Penentuan kadar lemak tubuh dapat dilakukan dengan berbagai cara: indeks
massa tubuh, antropometri (skin-fold thickness), densitometri (underwater weighing),
Computed Tomography (CT) atau Magnetic Resonance Imaging (MRI), dan
electrical impedance (Flier & Maratos, 2011). Pengukuran yang paling mudah dan paling sering dilakukan adalah indeks massa tubuh, yaitu menghitung berat badan
dalam kilogram (kg) dibagi dengan tinggi badan dalam meter kuadrat (m2).
Penggolongan kurus (underweight), normal, berat badan berlebih (overweight), dan kegemukan (obesity) dapat ditentukan lewat indeks massa tubuh. Seiring dengan perkembangan pengetahuan dan perubahan gaya hidup serta faktor lain, peneliti
mulai mencari nilai standardisasi dalam menentukan batas-batas tersebut sesuai
dengan daerahnya. Misalnya, menurut National Heart, Lung, and Blood Institute
(2012), secara global, seseorang dikatakan obesitas jika memiliki indeks massa tubuh
antara 30,0-39,9. Sedangkan menurut Yajnik & Yudkin (2004), pada wilayah Asia
25-29,9. Departemen Kesehatan di Indonesia menggunakan batas obese ≥ 27 kg/m 2 (Badan Penelitian dan Pengembangan Kesehatan, 2007).

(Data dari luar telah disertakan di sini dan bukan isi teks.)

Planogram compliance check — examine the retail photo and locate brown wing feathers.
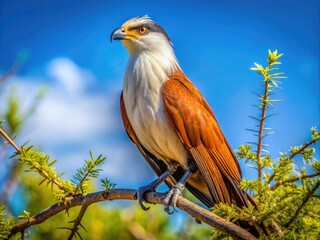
[162,71,247,206]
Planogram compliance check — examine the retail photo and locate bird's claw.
[163,183,184,215]
[135,185,155,211]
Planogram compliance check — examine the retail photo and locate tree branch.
[8,189,256,240]
[270,173,320,190]
[284,181,320,228]
[288,139,317,160]
[0,128,21,152]
[267,139,317,184]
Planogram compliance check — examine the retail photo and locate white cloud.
[10,58,154,187]
[47,58,96,93]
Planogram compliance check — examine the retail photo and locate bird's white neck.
[123,45,180,95]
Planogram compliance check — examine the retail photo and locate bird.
[110,16,255,236]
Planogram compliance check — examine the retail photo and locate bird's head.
[110,16,171,55]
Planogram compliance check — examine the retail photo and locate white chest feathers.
[123,51,187,167]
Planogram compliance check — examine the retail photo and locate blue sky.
[0,0,320,199]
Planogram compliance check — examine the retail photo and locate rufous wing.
[162,71,247,205]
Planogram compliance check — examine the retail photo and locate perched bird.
[111,16,253,235]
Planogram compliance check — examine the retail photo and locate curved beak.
[110,27,126,42]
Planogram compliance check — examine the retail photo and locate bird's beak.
[110,27,127,42]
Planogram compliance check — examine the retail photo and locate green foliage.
[0,50,320,240]
[212,50,320,239]
[72,151,106,195]
[0,205,15,239]
[100,178,117,189]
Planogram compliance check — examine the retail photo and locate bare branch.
[9,189,256,240]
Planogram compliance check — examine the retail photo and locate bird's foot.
[135,182,156,211]
[163,182,184,215]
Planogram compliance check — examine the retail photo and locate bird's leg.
[136,167,177,211]
[163,168,193,215]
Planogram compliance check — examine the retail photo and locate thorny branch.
[270,173,320,190]
[0,128,256,240]
[267,139,317,184]
[284,181,320,228]
[9,189,256,240]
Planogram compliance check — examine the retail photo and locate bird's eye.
[139,26,147,35]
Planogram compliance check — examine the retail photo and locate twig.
[270,173,320,190]
[284,180,320,228]
[257,81,269,181]
[288,139,317,160]
[9,189,256,240]
[68,205,88,240]
[0,128,21,152]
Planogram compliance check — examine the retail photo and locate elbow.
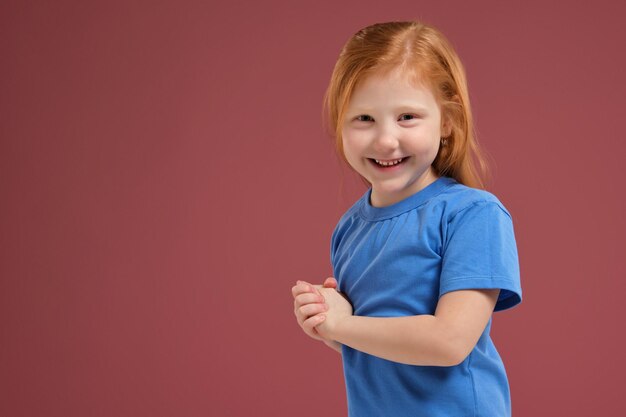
[441,349,470,366]
[438,340,473,367]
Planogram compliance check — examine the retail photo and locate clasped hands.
[291,277,352,342]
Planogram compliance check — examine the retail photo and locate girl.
[292,22,522,417]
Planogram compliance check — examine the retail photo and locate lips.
[370,157,406,168]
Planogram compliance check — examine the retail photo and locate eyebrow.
[346,105,428,114]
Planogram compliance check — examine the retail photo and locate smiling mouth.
[370,157,407,168]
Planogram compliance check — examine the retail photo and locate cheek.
[342,134,364,158]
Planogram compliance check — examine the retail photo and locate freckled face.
[342,71,442,207]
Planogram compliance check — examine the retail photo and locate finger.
[302,314,326,337]
[324,277,337,288]
[291,281,319,298]
[293,292,324,308]
[295,303,328,323]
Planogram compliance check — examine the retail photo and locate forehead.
[348,69,438,108]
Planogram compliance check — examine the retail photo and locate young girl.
[292,22,522,417]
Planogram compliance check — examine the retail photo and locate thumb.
[324,277,337,289]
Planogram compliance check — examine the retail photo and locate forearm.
[329,315,466,366]
[324,340,341,354]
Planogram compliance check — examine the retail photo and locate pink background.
[0,0,626,417]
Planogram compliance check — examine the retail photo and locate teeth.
[374,158,404,167]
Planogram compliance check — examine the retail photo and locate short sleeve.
[439,201,522,311]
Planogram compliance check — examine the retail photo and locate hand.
[291,277,337,342]
[314,288,353,340]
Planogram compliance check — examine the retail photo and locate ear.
[440,114,452,138]
[441,95,460,138]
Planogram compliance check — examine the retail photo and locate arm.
[311,289,499,366]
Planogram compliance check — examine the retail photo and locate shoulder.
[433,182,512,221]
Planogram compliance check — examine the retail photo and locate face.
[342,71,447,207]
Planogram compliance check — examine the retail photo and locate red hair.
[324,22,489,189]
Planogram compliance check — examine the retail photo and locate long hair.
[324,22,489,189]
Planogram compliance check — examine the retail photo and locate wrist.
[328,316,353,340]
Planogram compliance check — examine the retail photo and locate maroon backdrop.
[0,0,626,417]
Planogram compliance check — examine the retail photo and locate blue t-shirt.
[331,177,522,417]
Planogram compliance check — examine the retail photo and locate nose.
[373,124,399,155]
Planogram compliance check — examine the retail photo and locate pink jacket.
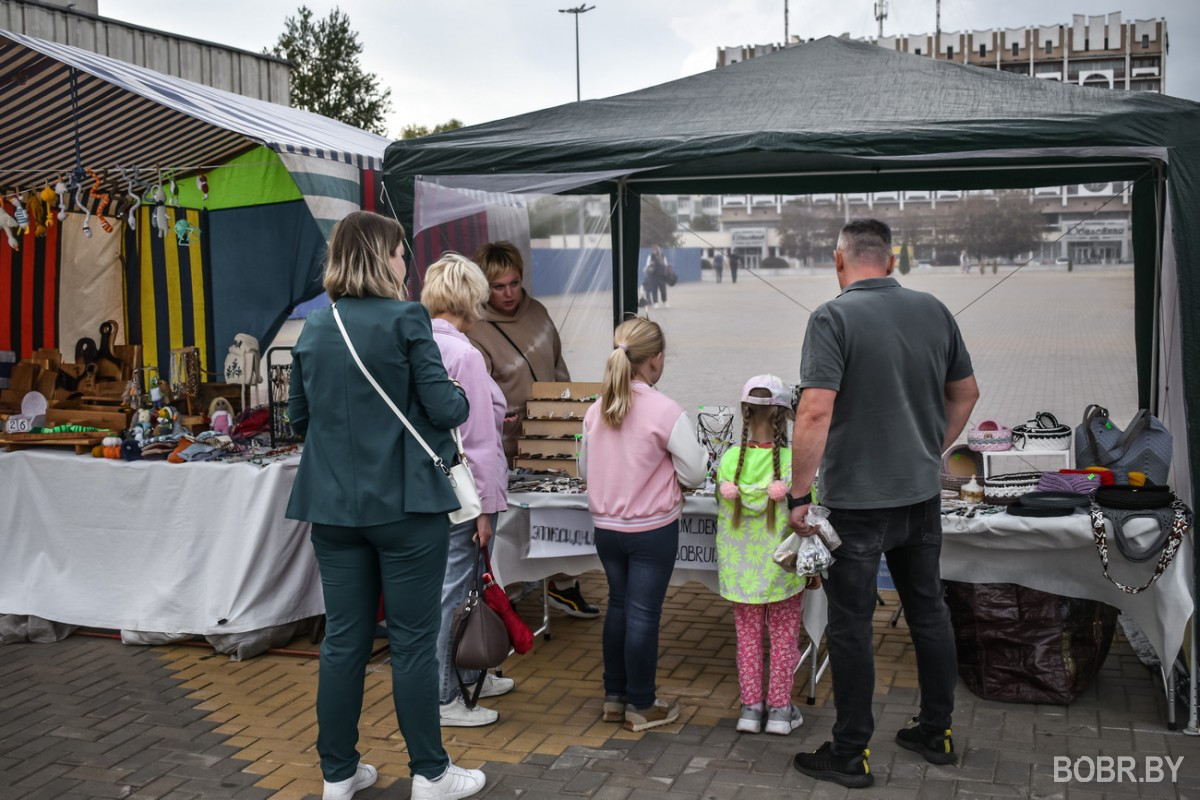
[433,319,509,513]
[580,380,708,533]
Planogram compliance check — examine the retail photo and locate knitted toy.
[0,201,20,249]
[54,178,70,222]
[88,168,113,234]
[41,184,59,228]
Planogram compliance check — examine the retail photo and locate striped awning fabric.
[0,31,389,196]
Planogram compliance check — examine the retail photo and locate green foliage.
[400,119,462,139]
[264,6,391,134]
[641,194,679,247]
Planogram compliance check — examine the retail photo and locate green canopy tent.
[384,37,1200,510]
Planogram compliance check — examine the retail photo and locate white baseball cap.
[742,374,792,409]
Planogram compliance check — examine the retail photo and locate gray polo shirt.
[800,277,972,509]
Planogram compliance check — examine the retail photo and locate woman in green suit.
[287,211,484,800]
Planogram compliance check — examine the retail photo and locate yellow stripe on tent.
[138,213,158,376]
[162,207,184,350]
[187,209,209,379]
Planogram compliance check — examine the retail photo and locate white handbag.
[332,303,484,525]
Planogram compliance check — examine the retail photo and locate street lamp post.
[558,4,595,102]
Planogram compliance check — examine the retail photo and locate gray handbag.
[1075,404,1171,485]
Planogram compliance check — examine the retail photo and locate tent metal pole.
[1150,166,1166,416]
[628,160,1151,184]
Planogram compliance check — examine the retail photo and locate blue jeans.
[595,519,679,709]
[312,513,450,782]
[824,497,958,756]
[438,513,499,705]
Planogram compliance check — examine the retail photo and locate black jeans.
[595,521,679,709]
[824,497,958,756]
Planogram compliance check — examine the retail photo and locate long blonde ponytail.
[600,317,666,428]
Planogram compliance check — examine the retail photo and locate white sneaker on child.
[410,764,487,800]
[320,762,379,800]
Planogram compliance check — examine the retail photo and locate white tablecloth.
[0,450,324,634]
[492,492,827,643]
[942,512,1195,664]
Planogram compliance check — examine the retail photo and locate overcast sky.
[100,0,1200,134]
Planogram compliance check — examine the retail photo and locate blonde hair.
[730,389,787,530]
[421,252,490,323]
[475,241,524,283]
[600,317,666,428]
[324,211,406,301]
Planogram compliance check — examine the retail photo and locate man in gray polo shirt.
[788,219,979,788]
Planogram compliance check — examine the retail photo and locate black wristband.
[787,492,812,511]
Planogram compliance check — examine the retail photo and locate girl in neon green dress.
[716,375,805,734]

Beberapa faktor penyebab kelebihan berat badan antara lain: peningkatan
pemasukan energi, penurunan pengeluaran energi, pengaruh lingkungan dan
adat-istiadat, dan turunan (Kopelman & O’Rahilly,2003). Konsumsi makanan yang tinggi
lemak dan teknologi yang semakin canggih mempengaruhi aktivitas hidup manusia.

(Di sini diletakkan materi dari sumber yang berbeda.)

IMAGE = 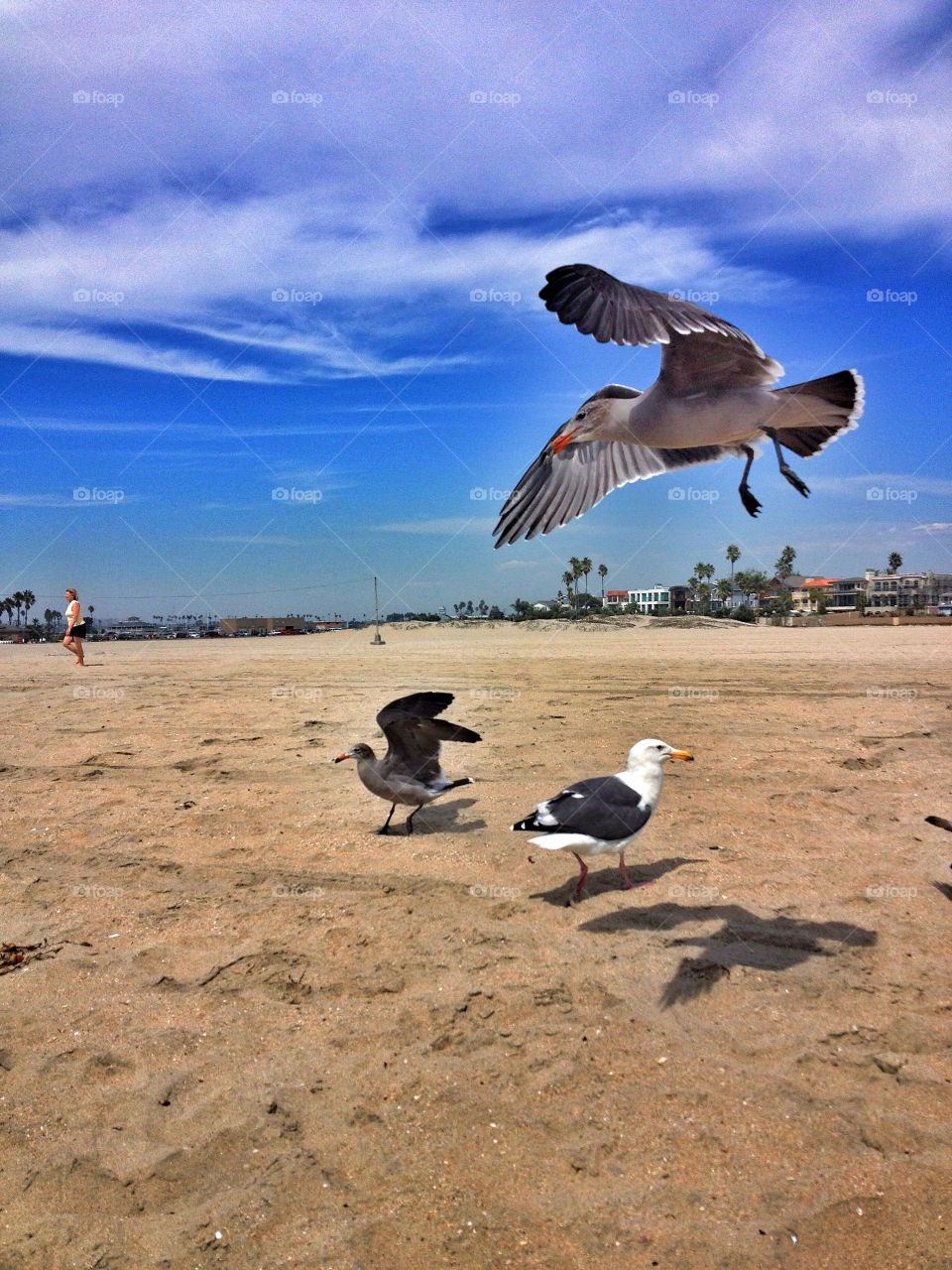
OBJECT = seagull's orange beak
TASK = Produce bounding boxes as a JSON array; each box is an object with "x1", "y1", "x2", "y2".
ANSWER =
[{"x1": 548, "y1": 428, "x2": 579, "y2": 454}]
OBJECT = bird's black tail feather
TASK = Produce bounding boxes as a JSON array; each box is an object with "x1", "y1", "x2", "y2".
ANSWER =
[{"x1": 774, "y1": 371, "x2": 863, "y2": 458}]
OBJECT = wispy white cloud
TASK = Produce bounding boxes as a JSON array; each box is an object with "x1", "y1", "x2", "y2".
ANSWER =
[
  {"x1": 0, "y1": 486, "x2": 141, "y2": 513},
  {"x1": 368, "y1": 516, "x2": 495, "y2": 534},
  {"x1": 190, "y1": 534, "x2": 301, "y2": 548}
]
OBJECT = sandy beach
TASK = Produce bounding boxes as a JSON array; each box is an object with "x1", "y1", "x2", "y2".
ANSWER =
[{"x1": 0, "y1": 620, "x2": 952, "y2": 1270}]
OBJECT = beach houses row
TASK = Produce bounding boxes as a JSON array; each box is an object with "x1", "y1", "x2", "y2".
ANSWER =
[{"x1": 606, "y1": 569, "x2": 952, "y2": 616}]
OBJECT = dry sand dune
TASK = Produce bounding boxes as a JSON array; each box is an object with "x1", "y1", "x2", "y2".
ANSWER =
[{"x1": 0, "y1": 625, "x2": 952, "y2": 1270}]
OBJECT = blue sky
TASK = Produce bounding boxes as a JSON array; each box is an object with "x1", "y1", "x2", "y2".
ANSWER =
[{"x1": 0, "y1": 0, "x2": 952, "y2": 617}]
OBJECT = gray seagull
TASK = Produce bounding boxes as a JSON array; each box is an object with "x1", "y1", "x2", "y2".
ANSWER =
[
  {"x1": 493, "y1": 264, "x2": 863, "y2": 548},
  {"x1": 334, "y1": 693, "x2": 482, "y2": 833}
]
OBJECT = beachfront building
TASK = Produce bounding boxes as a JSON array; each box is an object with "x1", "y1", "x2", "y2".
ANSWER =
[
  {"x1": 863, "y1": 569, "x2": 952, "y2": 615},
  {"x1": 629, "y1": 581, "x2": 671, "y2": 613},
  {"x1": 218, "y1": 617, "x2": 305, "y2": 635}
]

Penelitian yang dilakukan oleh Taheri, Lin, Austin, Young & Mignot (2004) didapati
bahwa durasi tidur yang pendek (rata-rata tidur 6,8 jam per hari) menyebabkan
penurunan hormon leptin, peningkatan hormon ghrelin, dan peningkatan indeks
massa tubuh. Peningkatan hormon ghrelin merangsang keinginan untuk makan,
sedangkan leptin mengisyaratkan hipotalamus bahwa simpanan energi sudah cukup.

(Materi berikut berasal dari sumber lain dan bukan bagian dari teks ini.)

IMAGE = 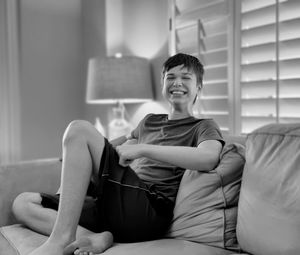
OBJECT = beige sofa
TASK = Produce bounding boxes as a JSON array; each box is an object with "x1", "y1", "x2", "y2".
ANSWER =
[{"x1": 0, "y1": 124, "x2": 300, "y2": 255}]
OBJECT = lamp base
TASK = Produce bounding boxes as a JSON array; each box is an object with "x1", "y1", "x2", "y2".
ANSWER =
[{"x1": 108, "y1": 103, "x2": 132, "y2": 140}]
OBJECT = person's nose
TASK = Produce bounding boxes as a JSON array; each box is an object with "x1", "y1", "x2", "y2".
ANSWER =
[{"x1": 173, "y1": 78, "x2": 183, "y2": 87}]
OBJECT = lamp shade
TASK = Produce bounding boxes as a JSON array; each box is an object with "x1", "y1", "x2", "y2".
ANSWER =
[{"x1": 86, "y1": 57, "x2": 153, "y2": 104}]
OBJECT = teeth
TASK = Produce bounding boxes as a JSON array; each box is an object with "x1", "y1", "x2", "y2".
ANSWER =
[{"x1": 171, "y1": 91, "x2": 184, "y2": 95}]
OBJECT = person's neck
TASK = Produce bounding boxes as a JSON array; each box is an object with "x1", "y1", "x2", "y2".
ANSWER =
[{"x1": 168, "y1": 110, "x2": 193, "y2": 120}]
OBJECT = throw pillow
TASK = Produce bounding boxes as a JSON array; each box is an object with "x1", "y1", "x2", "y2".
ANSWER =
[
  {"x1": 237, "y1": 123, "x2": 300, "y2": 255},
  {"x1": 168, "y1": 143, "x2": 245, "y2": 250}
]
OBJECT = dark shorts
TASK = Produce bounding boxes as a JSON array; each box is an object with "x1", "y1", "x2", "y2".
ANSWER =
[{"x1": 41, "y1": 139, "x2": 174, "y2": 242}]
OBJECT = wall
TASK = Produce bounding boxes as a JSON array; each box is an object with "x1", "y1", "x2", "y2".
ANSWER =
[
  {"x1": 20, "y1": 0, "x2": 84, "y2": 160},
  {"x1": 20, "y1": 0, "x2": 168, "y2": 160},
  {"x1": 85, "y1": 0, "x2": 168, "y2": 127}
]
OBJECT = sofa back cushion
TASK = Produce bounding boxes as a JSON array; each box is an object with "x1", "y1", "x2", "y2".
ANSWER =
[
  {"x1": 237, "y1": 124, "x2": 300, "y2": 255},
  {"x1": 168, "y1": 141, "x2": 245, "y2": 249}
]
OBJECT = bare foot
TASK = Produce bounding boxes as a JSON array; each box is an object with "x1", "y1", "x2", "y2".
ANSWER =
[
  {"x1": 29, "y1": 242, "x2": 64, "y2": 255},
  {"x1": 63, "y1": 231, "x2": 113, "y2": 255}
]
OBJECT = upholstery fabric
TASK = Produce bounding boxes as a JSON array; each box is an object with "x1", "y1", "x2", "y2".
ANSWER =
[
  {"x1": 168, "y1": 143, "x2": 245, "y2": 249},
  {"x1": 0, "y1": 224, "x2": 231, "y2": 255},
  {"x1": 237, "y1": 123, "x2": 300, "y2": 255}
]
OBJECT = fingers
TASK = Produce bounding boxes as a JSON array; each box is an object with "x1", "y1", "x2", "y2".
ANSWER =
[
  {"x1": 74, "y1": 248, "x2": 94, "y2": 255},
  {"x1": 119, "y1": 157, "x2": 133, "y2": 167},
  {"x1": 64, "y1": 241, "x2": 78, "y2": 255}
]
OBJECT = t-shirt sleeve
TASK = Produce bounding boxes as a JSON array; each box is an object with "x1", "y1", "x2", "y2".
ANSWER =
[
  {"x1": 131, "y1": 114, "x2": 151, "y2": 139},
  {"x1": 197, "y1": 119, "x2": 225, "y2": 146}
]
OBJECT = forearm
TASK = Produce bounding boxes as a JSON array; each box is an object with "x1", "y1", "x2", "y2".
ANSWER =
[{"x1": 142, "y1": 144, "x2": 219, "y2": 171}]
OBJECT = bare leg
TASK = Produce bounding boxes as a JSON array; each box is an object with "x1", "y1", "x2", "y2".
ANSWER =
[
  {"x1": 12, "y1": 192, "x2": 113, "y2": 254},
  {"x1": 23, "y1": 121, "x2": 111, "y2": 255}
]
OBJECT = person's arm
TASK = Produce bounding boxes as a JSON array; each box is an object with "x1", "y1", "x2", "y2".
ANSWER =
[
  {"x1": 116, "y1": 140, "x2": 222, "y2": 171},
  {"x1": 109, "y1": 135, "x2": 137, "y2": 148}
]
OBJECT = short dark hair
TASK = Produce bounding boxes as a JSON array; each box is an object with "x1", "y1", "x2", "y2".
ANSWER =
[{"x1": 162, "y1": 53, "x2": 204, "y2": 88}]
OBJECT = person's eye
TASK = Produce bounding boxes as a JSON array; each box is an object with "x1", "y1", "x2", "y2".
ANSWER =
[{"x1": 166, "y1": 76, "x2": 174, "y2": 81}]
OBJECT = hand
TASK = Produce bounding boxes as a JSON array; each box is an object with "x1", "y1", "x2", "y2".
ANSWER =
[{"x1": 116, "y1": 144, "x2": 142, "y2": 166}]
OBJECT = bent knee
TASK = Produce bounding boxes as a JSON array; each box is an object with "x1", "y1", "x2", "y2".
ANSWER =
[
  {"x1": 12, "y1": 192, "x2": 42, "y2": 222},
  {"x1": 63, "y1": 120, "x2": 101, "y2": 144}
]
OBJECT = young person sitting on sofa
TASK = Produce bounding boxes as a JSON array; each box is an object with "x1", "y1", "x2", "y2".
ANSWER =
[{"x1": 13, "y1": 53, "x2": 224, "y2": 255}]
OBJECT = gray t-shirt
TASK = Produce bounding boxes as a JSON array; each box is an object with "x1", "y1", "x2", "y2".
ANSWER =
[{"x1": 131, "y1": 114, "x2": 224, "y2": 201}]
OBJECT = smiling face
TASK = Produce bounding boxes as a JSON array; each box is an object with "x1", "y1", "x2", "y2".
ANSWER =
[{"x1": 162, "y1": 65, "x2": 198, "y2": 113}]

Tetapi pada obesitas, peningkatan kadar leptin tidak mengurangi nafsu makan karena
terjadi resistensi leptin (Ganong & Hall, 2007).
Jika dikaji dari durasi tidur, maka didapatkan bahwa jumlah waktu tidur pada
anak menurun sekitar 2 jam dari yang seharusnya 9 jam menjadi 7.9 jam (Narang et
al., 2012). Sedangkan pada orang dewasa, penelitian CDC (2013) didapati bahwa
sebanyak 37.9% penduduk di Amerika memiliki rata-rata durasi tidur dibawah 7 jam,
yang seharusnya adalah 7-9 jam (National Sleep Foundation, 2011). Adapun
golongan umur 20-39 tahun (37.1%) dan 40-59 tahun (40.7%) merupakan golongan
yang paling banyak melaporkan kekurangan tidur (CDC, 2013).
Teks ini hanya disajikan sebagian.